Each time I visit the page I find that someone has added more names, and photos. For a small town, and only a 40 year span, there are so many that died so young.

Say what you will about social networking, but it is things like this memorial page that makes it all worthwhile. To personally acknowledge the passing of an old friend that you would not have heard of is something one rarely had a chance to do. I know, social networking is for the living, but the living are the ones that posted the memorial for the rest of us lucky enough to have survived this long, and it offers a chance to reflect, remember, and smile.

In a couple of weeks there will be a multi class reunion of many of the high school classes from my old school. Organized on Facebook, the response has been incredible. In fact, I heard today that they are over capacity. I helped organize the last one about seven years ago. It was a great success, and this one will be even better.

So, why do class reunions attract so many from our past to a common place, miles, and miles from home? Schedules are rescheduled, plans are changed, flights booked, and hotel room reserved all for the purpose of coming together with faces most have not seen in decades. There is a reason, and I believe it is to let go of the issues of the present, and for just a few hours, go back to that time when we were loosing our innocence. When life was being experienced fully for the first time. First loves, best friendships, Saturday night dances, and just hanging out with friends on a Sunday. A simple time. No real constraints, or ones that we bothered to observe, just a freedom around us that possibly would not be felt again for many, many years.

That feeling is enough to draw people from their lifes to a round table for eight at the Legion Hall for four or five hours. I'm not sure whether it is sentimentality, or plain nostalgia, but I tend to think it is far more, a deeper reason.

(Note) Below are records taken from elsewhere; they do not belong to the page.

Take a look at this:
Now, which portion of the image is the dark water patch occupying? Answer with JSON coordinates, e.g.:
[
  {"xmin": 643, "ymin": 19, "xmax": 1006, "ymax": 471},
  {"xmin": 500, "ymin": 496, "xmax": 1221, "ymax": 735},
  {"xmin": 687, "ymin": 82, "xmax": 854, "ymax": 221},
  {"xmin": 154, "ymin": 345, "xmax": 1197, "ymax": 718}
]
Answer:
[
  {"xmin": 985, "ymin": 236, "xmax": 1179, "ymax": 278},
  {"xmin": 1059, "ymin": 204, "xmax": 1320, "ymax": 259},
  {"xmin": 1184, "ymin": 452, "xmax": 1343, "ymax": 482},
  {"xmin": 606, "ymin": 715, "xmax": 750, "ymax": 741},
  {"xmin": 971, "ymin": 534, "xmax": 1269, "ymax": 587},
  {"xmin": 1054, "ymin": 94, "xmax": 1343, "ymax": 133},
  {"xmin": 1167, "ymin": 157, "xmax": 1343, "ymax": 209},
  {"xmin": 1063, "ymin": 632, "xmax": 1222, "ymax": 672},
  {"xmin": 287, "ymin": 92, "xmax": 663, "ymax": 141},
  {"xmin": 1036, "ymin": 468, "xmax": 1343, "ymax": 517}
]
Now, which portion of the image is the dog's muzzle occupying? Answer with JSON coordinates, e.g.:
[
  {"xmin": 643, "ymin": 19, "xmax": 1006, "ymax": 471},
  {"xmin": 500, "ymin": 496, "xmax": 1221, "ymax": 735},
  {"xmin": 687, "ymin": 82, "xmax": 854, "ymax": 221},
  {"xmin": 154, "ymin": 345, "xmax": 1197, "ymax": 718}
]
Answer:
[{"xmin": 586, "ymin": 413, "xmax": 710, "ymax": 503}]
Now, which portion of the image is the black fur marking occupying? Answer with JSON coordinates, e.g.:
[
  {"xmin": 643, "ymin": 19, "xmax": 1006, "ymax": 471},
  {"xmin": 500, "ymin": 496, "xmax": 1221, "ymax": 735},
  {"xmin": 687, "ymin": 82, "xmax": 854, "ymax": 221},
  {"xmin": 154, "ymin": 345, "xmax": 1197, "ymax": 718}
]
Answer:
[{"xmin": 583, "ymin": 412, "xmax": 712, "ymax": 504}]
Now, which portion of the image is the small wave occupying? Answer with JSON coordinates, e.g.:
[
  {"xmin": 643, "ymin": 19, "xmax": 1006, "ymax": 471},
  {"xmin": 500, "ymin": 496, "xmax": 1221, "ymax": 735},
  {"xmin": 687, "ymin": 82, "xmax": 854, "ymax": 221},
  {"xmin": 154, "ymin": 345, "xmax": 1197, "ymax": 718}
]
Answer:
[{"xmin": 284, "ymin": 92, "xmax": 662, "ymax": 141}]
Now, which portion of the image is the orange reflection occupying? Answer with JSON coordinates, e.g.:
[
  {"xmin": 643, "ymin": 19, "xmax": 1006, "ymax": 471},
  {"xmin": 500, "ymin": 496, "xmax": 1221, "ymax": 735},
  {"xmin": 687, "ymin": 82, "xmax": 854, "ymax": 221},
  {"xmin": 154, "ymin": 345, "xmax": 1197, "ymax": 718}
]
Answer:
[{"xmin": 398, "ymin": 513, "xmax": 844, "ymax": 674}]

The remarkable thing is once we are there, and are amazed at seeing so many familiar faces, we almost immediately shift to the present again, and share stories of our life, our partner, our children, and their children. We'll tell of our adventures over the years, share our losses, and our loves all to people that we have not seen for so many years. We pick up conversations where they left off the summer before we went on to school, were married, or joined the service, and share the additional chapters of our lifes as if there had been no gap in time.

In a way, it is a therapy, this sharing of ourselves, and our lives, and to listen to others share theirs. One seldom leaves an event like a class reunion without a silent smile, and a feeling of being able to finally close the circle.

So many helped to mold us into who we are today. We are where we are today as a result of some words, some nudge, some advice, some dream felt long ago from those that will sit at that table for eight, and from the others that are now "behind the sun".